2011 Latest Caselaw 3418 Del

Citation : 2011 Latest Caselaw 3418 Del
Judgement Date : 19 July, 2011

Delhi High Court
Subodh Kumar And Anr. vs Mohd. Arif And Ors. on 19 July, 2011
Author: Reva Khetrapal
                                        REPORTED
*    IN THE HIGH COURT OF DELHI AT NEW DELHI

+                    MAC. APP. 436/2010


SUBODH KUMAR AND ANR.                        ..... Appellants
                              Through:   Mr. Rajnish K. Jha, Advocate

                     versus

MOHD. ARIF AND ORS.                          ..... Respondents
                              Through:   Ms. Gurkirat Kaur and
                                         Ms. Sukanya, Advocates for the
                                         respondent No.3


%                             Date of Decision : July 19, 2011

CORAM:
HON'BLE MS. JUSTICE REVA KHETRAPAL
1. Whether reporters of local papers may be allowed
   to see the judgment?
2. To be referred to the Reporter or not?
3. Whether judgment should be reported in Digest?

                              JUDGMENT

: REVA KHETRAPAL, J.

1. The present appeal has been preferred by the appellants against

the judgment and award of the Motor Accident Claims Tribunal dated

15.04.2010 seeking enhancement of the awarded amount.
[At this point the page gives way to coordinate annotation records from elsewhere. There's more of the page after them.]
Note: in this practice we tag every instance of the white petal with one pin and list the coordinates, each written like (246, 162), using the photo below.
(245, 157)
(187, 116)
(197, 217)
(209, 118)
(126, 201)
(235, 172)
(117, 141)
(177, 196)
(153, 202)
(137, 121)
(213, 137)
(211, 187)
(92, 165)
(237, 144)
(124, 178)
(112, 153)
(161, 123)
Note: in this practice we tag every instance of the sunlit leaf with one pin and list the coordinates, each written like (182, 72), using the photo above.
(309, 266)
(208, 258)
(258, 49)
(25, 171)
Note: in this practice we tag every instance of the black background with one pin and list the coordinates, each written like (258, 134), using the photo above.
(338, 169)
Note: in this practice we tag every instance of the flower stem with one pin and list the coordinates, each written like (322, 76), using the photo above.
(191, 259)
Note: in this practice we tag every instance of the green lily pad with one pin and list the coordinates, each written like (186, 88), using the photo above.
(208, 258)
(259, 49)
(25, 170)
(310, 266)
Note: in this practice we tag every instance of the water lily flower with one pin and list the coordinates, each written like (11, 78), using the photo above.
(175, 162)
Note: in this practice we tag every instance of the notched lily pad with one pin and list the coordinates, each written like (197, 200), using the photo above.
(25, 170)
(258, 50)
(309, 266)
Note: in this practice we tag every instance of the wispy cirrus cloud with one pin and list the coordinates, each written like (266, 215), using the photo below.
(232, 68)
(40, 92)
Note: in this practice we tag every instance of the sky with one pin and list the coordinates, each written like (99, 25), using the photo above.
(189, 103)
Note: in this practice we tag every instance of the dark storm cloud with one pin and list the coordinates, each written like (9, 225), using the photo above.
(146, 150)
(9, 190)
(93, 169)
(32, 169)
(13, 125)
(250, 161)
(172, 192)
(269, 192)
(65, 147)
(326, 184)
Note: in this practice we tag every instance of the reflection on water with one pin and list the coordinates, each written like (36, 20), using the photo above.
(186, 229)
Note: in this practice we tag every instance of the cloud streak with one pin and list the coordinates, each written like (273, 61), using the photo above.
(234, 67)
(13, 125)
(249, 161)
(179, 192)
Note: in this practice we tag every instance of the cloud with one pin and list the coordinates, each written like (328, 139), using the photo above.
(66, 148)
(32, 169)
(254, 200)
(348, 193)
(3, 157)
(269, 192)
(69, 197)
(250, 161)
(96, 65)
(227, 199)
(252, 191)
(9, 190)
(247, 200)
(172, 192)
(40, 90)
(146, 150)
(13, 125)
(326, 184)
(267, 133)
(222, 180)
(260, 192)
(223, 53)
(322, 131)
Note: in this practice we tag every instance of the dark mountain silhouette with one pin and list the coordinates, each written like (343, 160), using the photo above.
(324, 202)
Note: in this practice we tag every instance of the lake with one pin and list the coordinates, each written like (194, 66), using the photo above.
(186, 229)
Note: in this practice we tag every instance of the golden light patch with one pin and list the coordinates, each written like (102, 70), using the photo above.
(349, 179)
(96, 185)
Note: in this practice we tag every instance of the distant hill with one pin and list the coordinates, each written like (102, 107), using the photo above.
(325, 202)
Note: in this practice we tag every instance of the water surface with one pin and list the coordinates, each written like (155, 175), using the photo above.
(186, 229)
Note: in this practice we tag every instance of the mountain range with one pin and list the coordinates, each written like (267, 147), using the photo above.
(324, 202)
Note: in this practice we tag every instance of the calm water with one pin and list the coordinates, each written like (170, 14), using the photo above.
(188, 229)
2. The facts relevant for the decision of the present appeal are that

on 03.03.2009, Shri Saurabh Jain (hereinafter referred to as "the

deceased") along with his friend Gaurav Jain was going to attend his

C.A. class at Shah Auditorium on motorcycle bearing No.HR13 B-

3423, which was registered in the name of Gaurav Jain and was being

driven by the latter with the deceased as the pillion rider. At about

7.00 a.m., when they reached near Tis Hazari at the crossing towards

Rajpura Road, all of a sudden the offending tempo Tata-407 bearing

No.DL-1L-B-0254 came from behind and hit the rear side of the

motorcycle with great force. The deceased sustained fatal injuries

and though removed to the Trauma Centre was declared brought

dead. A case bearing FIR No.60/09 was registered at Police Station

Kashmere Gate under Sections 279/337/304A IPC against the

respondent No.1, the driver of the said offending tempo.
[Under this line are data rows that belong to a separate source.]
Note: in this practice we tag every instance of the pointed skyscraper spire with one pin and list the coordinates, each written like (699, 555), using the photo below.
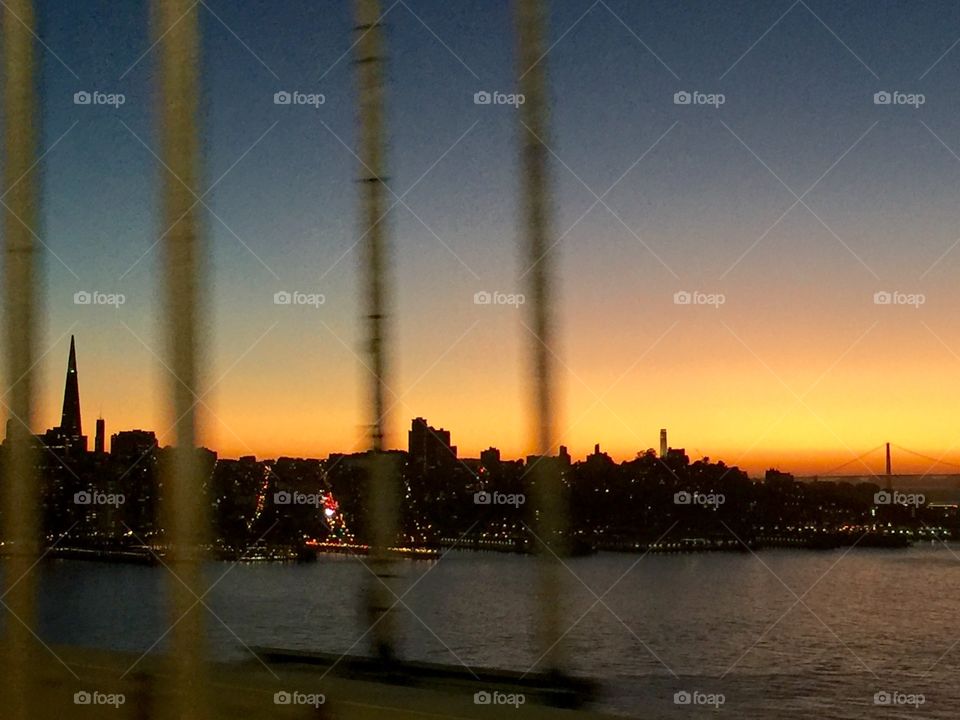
(70, 419)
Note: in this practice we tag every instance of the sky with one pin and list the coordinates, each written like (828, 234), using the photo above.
(782, 208)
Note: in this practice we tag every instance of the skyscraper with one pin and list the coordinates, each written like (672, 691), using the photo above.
(70, 423)
(69, 437)
(430, 447)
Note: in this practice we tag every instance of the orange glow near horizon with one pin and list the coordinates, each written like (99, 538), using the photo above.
(801, 412)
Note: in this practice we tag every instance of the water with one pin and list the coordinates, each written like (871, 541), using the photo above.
(868, 621)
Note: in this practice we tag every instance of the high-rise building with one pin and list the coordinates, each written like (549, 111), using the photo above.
(99, 445)
(132, 444)
(429, 447)
(70, 422)
(68, 437)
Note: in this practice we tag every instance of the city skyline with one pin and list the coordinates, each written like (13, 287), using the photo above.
(68, 433)
(798, 279)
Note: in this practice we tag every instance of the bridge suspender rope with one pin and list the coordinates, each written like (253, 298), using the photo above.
(20, 506)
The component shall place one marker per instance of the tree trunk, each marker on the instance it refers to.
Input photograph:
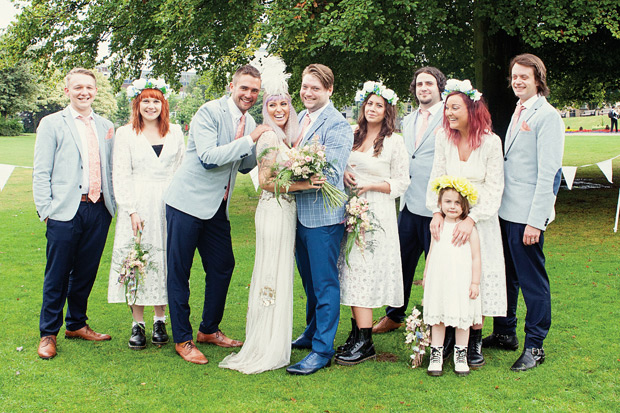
(492, 54)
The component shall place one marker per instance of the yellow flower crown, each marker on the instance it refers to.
(459, 184)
3. A claim petition was filed by the appellants, who are the

parents of the deceased, under Sections 166 and 140 of the Motor

Vehicles Act, 1988 claiming compensation for the untimely demise of

their son. In the said claim petition, the factum of accident was not

disputed by the respondent No.1, who was the driver of the offending

vehicle, and the respondent No.2, the owner thereof, though it was

denied that the accident was caused due to the rash and negligent

driving of the respondent No.1. The respondent No.3, M/s. Oriental

Insurance Company Ltd. admitted that the offending tempo Tata-407

was insured with it in the name of the respondent No.2 and that the

accident had occurred during the period of validity of the insurance

policy issued by it.

4. The Claims Tribunal after appraisal of the evidence on record,

held the respondents No.1 and 2 liable to pay compensation to the

appellants in the sum of ` 8,27,000/- with interest @ 7.5% per annum

from the date of the filing of the petition, i.e., 09.04.2009 till the date

of dispatch of the notice to the claimants and their counsel intimating

the deposit of the award amount. Feeling aggrieved by the

inadequacy of the amount of compensation, the appellants preferred

the present appeal against the judgment and award of the Tribunal

dated 15.04.2010.

5. The principal ground urged by Mr. Rajnish K. Jha., the learned

counsel for the appellants at the time of the hearing of this appeal was

that the income of the deceased for the purpose of computation of

compensation payable to the appellants be taken to be ` 50,000/- per

month, keeping in mind the fact that the deceased would have earned

the said amount within a year of his death, had he remained alive. It

is submitted that the deceased was 22 years of age at the time of the

accident and was a student of M. Com. and in the final year of

Chartered Accountancy, working as an Article Trainee with M/s.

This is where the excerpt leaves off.